Приведенные данные красноречиво демонстрируют, как удмуртская семья адаптируется в меняющемся мире. На исчерпание резерва свободных земель и возможностей для расширения крестьянского землепользования после завершения к 1834 г. генерального межевания она однозначно отреагировала усилением регенерации неразделенных семей. В условиях, когда крестьяне Удмуртии потеряли 44,5% имевшегося в их распоряжении земельного фонда и размеры крестьянских наделов были жестко ограничены, семейные разделы стали невыгодными и для общины, и для крестьянских хозяйств. Кроме того, община при разделе испытывала затруднения в соблюдении очередности в поставке рекрут.

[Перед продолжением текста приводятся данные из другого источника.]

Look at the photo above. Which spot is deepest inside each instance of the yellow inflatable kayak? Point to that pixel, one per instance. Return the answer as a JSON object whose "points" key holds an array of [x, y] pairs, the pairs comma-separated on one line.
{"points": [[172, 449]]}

Так, в 1798 г. община «Верхочепецкой нижней доли Лекомской стороны Уканских деревень» на совете утвердила к отдаче в рекруты племянника Лариона Уткина и его сына, которых отправили в Вятку на выбор, «которой принят будет». Годом раньше мирской совет принял решение
о разделе семейства, состоявшего из трех братьев: Лариона, Андрея, Ивана Уткиных на три части, с детальным расписанием процедуры раздела имущества. Но в рекрутских списках семья продолжала считаться единой и общинники, давшие раздельную, постарались забыть об этом и сочли Уткиных «по семейным спискам единым семейством и годны в рекруты»15.

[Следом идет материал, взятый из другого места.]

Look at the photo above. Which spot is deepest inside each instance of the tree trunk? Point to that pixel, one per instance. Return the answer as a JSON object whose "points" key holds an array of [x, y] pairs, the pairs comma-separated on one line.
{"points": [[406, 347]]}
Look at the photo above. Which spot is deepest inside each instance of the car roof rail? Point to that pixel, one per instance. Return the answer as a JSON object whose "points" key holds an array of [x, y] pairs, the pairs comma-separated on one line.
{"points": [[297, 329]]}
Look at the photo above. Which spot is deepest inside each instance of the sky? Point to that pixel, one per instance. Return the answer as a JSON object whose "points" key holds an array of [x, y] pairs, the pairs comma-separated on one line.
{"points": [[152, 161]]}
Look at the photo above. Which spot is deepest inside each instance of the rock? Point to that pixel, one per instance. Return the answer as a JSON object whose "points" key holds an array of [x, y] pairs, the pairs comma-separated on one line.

Ослаблению темпов дробления семьи способствовал также Указ от 30 марта 1823 г., по которому семейные разделы позволялись лишь тогда, когда в каждом дворе было не менее 3-4 работников. Усложнилась и процедура: кроме общинного схода, требовалось решение палаты государственных имуществ, принимавшееся после обследования. Можно привести множество примеров, когда решение общины о разделе не утверждалось палатой государственных имуществ. Типичный случай произошел с удмуртами Сарапульского уезда Бурановской волости д. Биктовой Максимовыми. В 1834 г. они просили узаконить уже совершившийся раздел семьи, в которой было 7 мужчин, мотивируя, что «через раздробление семейства лучше можем иметь всякой через старание приличное быту нашему содержание». Община дала согласие, но казенная палата отказала в просьбе, подчеркивая, что они разделились без позволения начальства назад тому только 7 лет, следственно, после 1823 г.16 В фондах низших земских судов сохранилось немало дел, свидетельствующих о том, что крестьяне вынуждены были сохранять единую семью, несмотря на выраженное стремление ее членов к разделу.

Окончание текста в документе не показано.